Ich möchte einen Text filter bauen der anhand von Keywords, Sätze/Texte vordefinierten Kategorien zuordnet. Als Dictionary dient ein json file wo die ganzen Klassen mit den zugehörigen Keywords gelistet sind.
Der python code:
Code: Alles auswählen
import json
import re
# convenience function: check if any topic term is contained within a sentence
def contains(a_list, a_sentence):
for item in a_list:
# handle patterned case (prefaced by asterisk)
# eg. "*dd:ddam" will catch the pattern "10:30am"
if item[0] == '*':
if re.search(item.replace('*', '').replace('d', '\d'), a_sentence):
return (item)
else:
if item.lower() in a_sentence.lower():
return (item)
# convenience function: split text into one or more sentences
def split(text, rows_split_delim=['.', '!', '?']):
# sentences after the split
rows_split = []
# pointer to position within text
pointer = 0
# don't try to split messages with links
if 'http' in text.lower():
return [text]
# loop through each character in the message text
for char in text:
# if character is a sentence delimeter
if char in rows_split_delim:
# split out the text from the previous pointer to this delimeter
sentence = text[pointer:text.index(char, pointer) + 1]
# remove extra spaces
sentence = sentence.lstrip().strip()
rows_split.append(sentence)
# update the pointer
pointer = text.index(char, pointer) + 1
# finish by splitting out the remaining text
# from the previous pointer to this delimeter
# this handles the case of text with no split sentences
sentence = text[pointer:].lstrip().strip()
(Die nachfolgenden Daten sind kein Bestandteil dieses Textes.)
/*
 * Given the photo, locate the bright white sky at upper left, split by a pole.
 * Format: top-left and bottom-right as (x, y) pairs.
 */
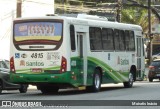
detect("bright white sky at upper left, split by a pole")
(0, 0), (54, 59)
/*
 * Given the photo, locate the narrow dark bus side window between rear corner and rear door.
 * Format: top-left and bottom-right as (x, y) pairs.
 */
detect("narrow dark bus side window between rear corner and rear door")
(70, 25), (76, 51)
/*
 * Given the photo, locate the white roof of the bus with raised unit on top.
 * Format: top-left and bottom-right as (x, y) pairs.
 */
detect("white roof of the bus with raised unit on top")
(15, 14), (142, 31)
rows_split.append(sentence)
return rows_split
# Classify class definition
class Classifier(object):
"""A classification object, for topics defined in a json definiton
Attributes:
topics_file: a json structure containing words/patterns for a list of topics
"""
def __init__(self, topics_file):
# load topics and their words
try:
self.topics = json.load(open(topics_file))
except:
print ('error opening file', topics_file)
def classify(self, text):
topics_data = {}
# split out sentences from the text
sentences = split(text)
for sentence in sentences:
# loop through the topics
for key in self.topics.keys():
# if the sentence contains any of the words for this topic, add to results
if contains(self.topics[key], sentence):
if key not in topics_data:
topics_data[key] = [sentence]
else:
topics_data[key].append(sentence)
return topics_data
Code: Alles auswählen
"Sport": ["Skifahren", "Fußball", "Hängegleiten", "joggen"],
"Musik": ["Jazz", "Rock", "rap", "Classic"]
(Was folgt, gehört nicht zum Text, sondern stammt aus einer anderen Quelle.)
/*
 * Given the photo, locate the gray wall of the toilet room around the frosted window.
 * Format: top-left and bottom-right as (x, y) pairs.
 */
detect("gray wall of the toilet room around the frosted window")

bei ausprobieren im jupyter notebook:
Code: Alles auswählen
from msgClassify import *
c = Classifier('topics.json')
topics = c.classify("ich gehe gerne hängegleiten")
if len(topics) == 1:
print(topics)
elif len(topics) == 0:
print("Kein passendes Thema gefunden")
else:
print("mehrere Themen gefunden")
print(topics)
kommt folgende meldung:
Code: Alles auswählen
error opening file topics6.json
---------------------------------------------------------------------------
AttributeError Traceback (most recent call last)
<ipython-input-64-843108aa2b3d> in <module>()
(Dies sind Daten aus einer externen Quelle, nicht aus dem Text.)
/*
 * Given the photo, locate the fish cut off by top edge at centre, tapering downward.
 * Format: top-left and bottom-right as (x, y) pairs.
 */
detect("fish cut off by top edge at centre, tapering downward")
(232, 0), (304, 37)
3 c = Classifier('topics6.json')
4
----> 5 topics = c.classify("gerät")
6
7 if len(topics) == 1:
G:\10_others\sonstige_2019\msgClassify.py in classify(self, text)
89 for sentence in sentences:
90 # loop through the topics
---> 91 for key in self.topics.keys():
92 # if the sentence contains any of the words for this topic, add to results
93 if contains(self.topics[key], sentence):
AttributeError: 'Classifier' object has no attribute 'topics'
und bei der ausgabe des json-files in jupyter mit diesem code
Code: Alles auswählen
import json
with open('topics.json', encoding="utf-8") as topics:
data = json.load(topics)
print(data)
Code: Alles auswählen
---------------------------------------------------------------------------
JSONDecodeError Traceback (most recent call last)
<ipython-input-66-0375af9e0575> in <module>()
2
3 with open('topics.json', encoding="utf-8") as topics:
----> 4 data = json.load(topics)
5
6 print(data)
297 cls=cls, object_hook=object_hook,
298 parse_float=parse_float, parse_int=parse_int,
--> 299 parse_constant=parse_constant, object_pairs_hook=object_pairs_hook, **kw)
300
301
\\nzpro001\SOFTWARE32P\Python\A3_6\Anaconda3\lib\json\__init__.py in loads(s, encoding, cls, object_hook, parse_float, parse_int, parse_constant, object_pairs_hook, **kw)
342 if s.startswith('\ufeff'):
343 raise JSONDecodeError("Unexpected UTF-8 BOM (decode using utf-8-sig)",
--> 344 s, 0)
345 else:
346 if not isinstance(s, (bytes, bytearray)):
JSONDecodeError: Unexpected UTF-8 BOM (decode using utf-8-sig): line 1 column 1 (char 0)
Hab übrigens alles in UTF-8 codiert und hat Nüsse gebracht. Was soll ich noch ausprobieren? Ich brauche einen Textfilter der auch ä, ü. ß, ö filtern kann. Vielleicht gibt es noch eine bessere Methode?
Lieben Dank